In this cross-sectional survey of practicing Canadian thrombosis physicians, we found that, in spite of sparse data in the literature and consensus guidelines, a large proportion of patients with either single- or multiple-isolated SSPE is managed without the use of anticoagulation using alternative diagnostic imaging modalities (i.e. US or V/Q scans) or by withholding anticoagulation and following patients closely. Physicians seem to be comfortable withholding anticoagulation therapy if the perceived risk of recurrent VTE at 3 months is < 2%. Clinical management studies assessing the management of SSPE without anticoagulation using the above threshold are urgently needed to ensure the safety of this management strategy.

Isolated SSPE might be safely managed without the initiation of anticoagulation. Sub-segmental PE was shown to be most prevalent among patients with low-probability VQ scans in the PIOPED study [9]. Several prospective cohort studies have demonstrated that some patients with low or intermediate V/Q scan results can be safely managed without anticoagulation using a non-invasive diagnostic strategy combining clinical assessment, D-dimer testing and US of the lower extremities [10,11]. Many of the latter patients would presumably have been diagnosed with isolated SSPE if CTPA were conducted and presumably these isolated SSPE do not require anticoagulation.

The increased incidence of SSPE diagnosed by CTPA could have important consequences for patient care. Potential radiation exposure with CTPA, especially if repeated, needs to be considered in patients with suspected PE and clinical monitoring of such outcomes should be part of future clinical trials.

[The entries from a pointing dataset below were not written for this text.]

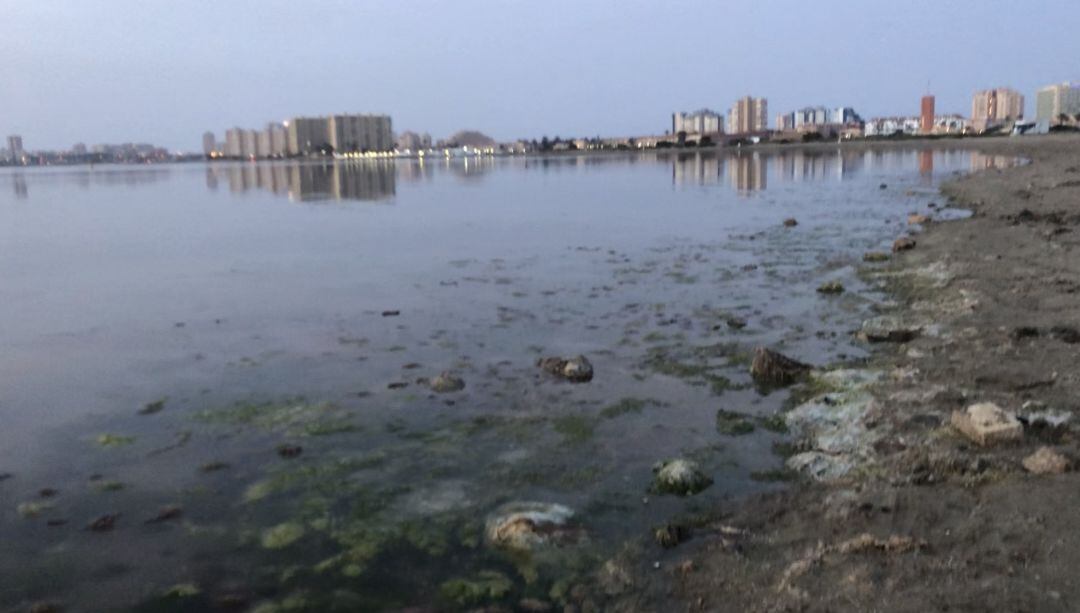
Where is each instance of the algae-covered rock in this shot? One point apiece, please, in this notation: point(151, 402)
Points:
point(576, 369)
point(526, 526)
point(108, 440)
point(282, 535)
point(679, 476)
point(831, 287)
point(732, 423)
point(446, 382)
point(485, 587)
point(773, 368)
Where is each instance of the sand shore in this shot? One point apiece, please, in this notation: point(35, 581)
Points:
point(929, 520)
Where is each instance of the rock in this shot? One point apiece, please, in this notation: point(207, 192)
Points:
point(289, 451)
point(732, 424)
point(104, 523)
point(282, 535)
point(903, 244)
point(671, 534)
point(1045, 461)
point(446, 383)
point(736, 323)
point(679, 476)
point(774, 368)
point(891, 329)
point(526, 526)
point(576, 369)
point(831, 287)
point(486, 586)
point(987, 423)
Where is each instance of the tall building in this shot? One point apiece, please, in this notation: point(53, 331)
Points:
point(703, 121)
point(15, 149)
point(360, 133)
point(279, 139)
point(1052, 101)
point(996, 107)
point(307, 135)
point(248, 144)
point(748, 114)
point(208, 142)
point(927, 116)
point(233, 145)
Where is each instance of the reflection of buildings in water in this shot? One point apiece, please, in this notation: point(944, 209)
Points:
point(927, 165)
point(19, 184)
point(747, 172)
point(697, 168)
point(818, 165)
point(982, 161)
point(364, 180)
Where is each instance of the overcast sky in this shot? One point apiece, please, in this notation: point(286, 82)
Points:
point(165, 71)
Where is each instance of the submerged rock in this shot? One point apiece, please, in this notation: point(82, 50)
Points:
point(775, 368)
point(446, 382)
point(680, 477)
point(282, 535)
point(577, 369)
point(1045, 461)
point(887, 328)
point(831, 287)
point(903, 244)
point(987, 423)
point(526, 526)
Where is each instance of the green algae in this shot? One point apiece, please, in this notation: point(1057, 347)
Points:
point(575, 428)
point(110, 440)
point(483, 588)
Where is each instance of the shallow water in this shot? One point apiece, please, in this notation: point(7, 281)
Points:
point(250, 298)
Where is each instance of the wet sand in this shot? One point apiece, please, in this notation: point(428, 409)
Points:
point(928, 520)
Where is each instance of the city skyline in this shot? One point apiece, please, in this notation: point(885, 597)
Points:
point(208, 73)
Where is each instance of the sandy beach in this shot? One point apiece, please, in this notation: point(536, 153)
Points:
point(927, 518)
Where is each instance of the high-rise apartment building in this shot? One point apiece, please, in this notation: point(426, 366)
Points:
point(233, 145)
point(995, 107)
point(307, 134)
point(927, 116)
point(360, 133)
point(748, 114)
point(15, 152)
point(208, 144)
point(703, 121)
point(1052, 101)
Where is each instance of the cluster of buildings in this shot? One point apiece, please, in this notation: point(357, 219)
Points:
point(341, 134)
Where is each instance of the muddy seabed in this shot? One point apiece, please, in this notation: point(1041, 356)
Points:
point(316, 459)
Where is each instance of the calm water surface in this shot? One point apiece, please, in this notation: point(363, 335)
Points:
point(241, 308)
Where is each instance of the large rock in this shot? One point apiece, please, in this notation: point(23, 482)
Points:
point(1045, 461)
point(773, 368)
point(891, 329)
point(987, 423)
point(577, 369)
point(679, 476)
point(526, 526)
point(446, 382)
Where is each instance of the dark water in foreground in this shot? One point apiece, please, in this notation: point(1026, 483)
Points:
point(241, 309)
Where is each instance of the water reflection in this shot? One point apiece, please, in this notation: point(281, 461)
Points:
point(369, 180)
point(747, 172)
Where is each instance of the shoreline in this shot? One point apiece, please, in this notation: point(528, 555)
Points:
point(926, 519)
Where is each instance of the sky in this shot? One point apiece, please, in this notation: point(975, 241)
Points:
point(165, 71)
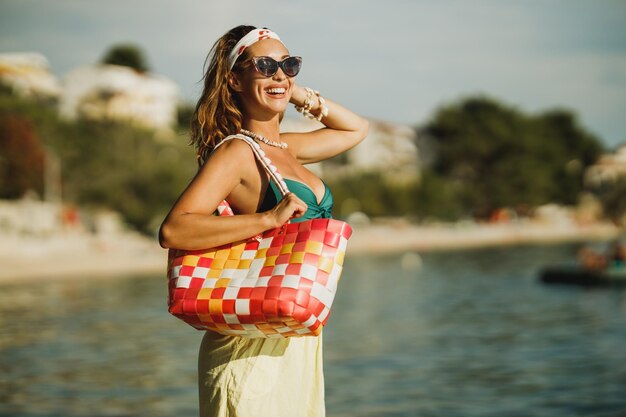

The risk/benefit ratio of anticoagulant therapy is also important to assess, as an increase in the diagnosis of PE will result in more patients being exposed to anticoagulants and their associated risks. To date, a total of 52 patients with SSPE diagnosed by CTPA who did not receive anticoagulation treatment have been reported in the literature [12,13]. None of these patients had a recurrent fatal PE. A retrospective cohort study reported that approximately 5.3% of patients with isolated SSPE receiving anticoagulant therapy will experience a bleeding episode [13]. The case-fatality rate of major bleeding in patients taking oral anticoagulant therapy for VTE is 11.3% (95% CI: 7.5–15.9) [14]. Furthermore, resource allocation for anticoagulant therapy (including drug costs, monitoring and follow-up care) and potential costs associated with major bleeding complications need to be considered. Anticoagulant therapy also imposes inconvenience for the patient, with potential dietary restrictions, possible activity restrictions and frequent follow-up appointments.

In summary, the present results indicate that the management of SSPE is controversial among thrombosis experts. Clinical equipoise exists regarding the management of single and multiple isolated SSPE. Diagnostic and therapeutic management studies of patients with single and multiple isolated SSPE are needed to address whether anticoagulant treatment is of net clinical benefit. Studies identifying patients with SSPE at high risk of recurrent VTE are also required to assess if anticoagulation is warranted in some subgroups of patients.

Disclosure of Conflict of Interest

The authors state that they have no conflict of interest.